Playing the speechcraft game, and using charm spells, also raise disposition.
Touch spells are more cost effective in terms of mana than ranged spells. I find them ideal for battlemages where you two are standing shield to shield and no one wants to take the first swing and make themselves vulnerable… great moment for some frost touch.
By the way - when haggling, look at the level of their mercantile skill. In the haggling window it’ll tell you mercantile: novice (or apprentice, journeyman, expert, master) - that affects how much you can haggle. Try to bargain with people with low skill.
Additonally, as you get higher in level, you’ll notice shops have more or less gold. It can be worth going to another shop because you can get 1200 gold for your 4000 gold item rather than 800.
By the way, the values on the haggle slider aren’t constant with different shops. Dead smack in the middle might be selling for 65% of value with one person, depending on their disposition and mercantile skill, whereas dead center is 72% with another. Look at the percentages, not the slider bar relative position, when determining the best value.
I have a sigil stone that for weapons does 50 drain magicka, and for armor has fortify 50 magicka. The dagger is awesome - I can paralyze an opponent and then hit them a few times and have enough magicka to paralyze them again… but it only lasts 50 whacks until I need a very serious recharge… whereas the 50 mana, where now I have about 110, gives me a significant, permanent boost.

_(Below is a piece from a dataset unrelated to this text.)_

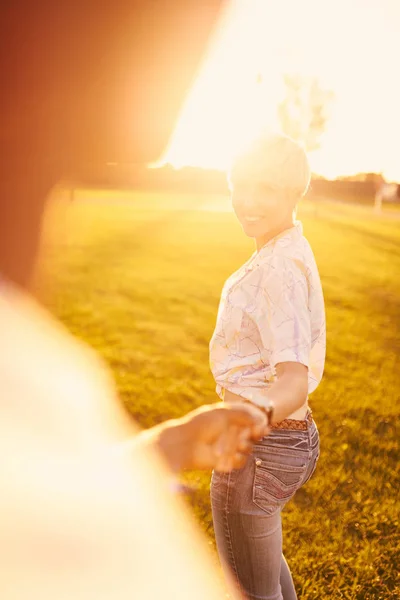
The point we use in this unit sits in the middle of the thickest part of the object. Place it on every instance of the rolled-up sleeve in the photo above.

The one question I had was can you use the sigil stones for enchantment without a problem or may they be useful later? I assume it doesn’t matter… but it is always in the back of my mind… I mean these were the stones that created planes of Oblivion after all!
Sure. If you’re a vampire then there’s an inherent power that gives you quite a bit of nighteye, and if you go to the arcane university after doing the recomendations quest you can craft your own version of the spell.
I just pulled the trigger on a very similar system from Alienware. I feel good about the X2 4400 knowing that others made the same decision. I went for 2 7900 GT’s though. Not sure why, or how the 2 would compare to a single GTX. Also added a 2nd hard drive. Nothing like scheduling a full [and bootable!] backup once week. If anything goes wrong, you just have to change to boot order and you’re back in business.
Unfortunately it seems that guards/soldiers/etc. from each town can telepathically talk to each other. That is, if you have a bounty on your head or a warrant for your arrest (say for killing a guard) it goes for everywhere in the game.
The guard have senses that would make Superman blush.
As an archer, I’m quite annoyed at how often the guards get in my way. Yes, I know that shooting arrows into a melee may not be smart, but this is fantasy!
I learned today the hard way that there are four save slots and old saves are deleted (without warning) when you quicksave. I lost two or three hours on my first character when I created a new one to practice some console cheats.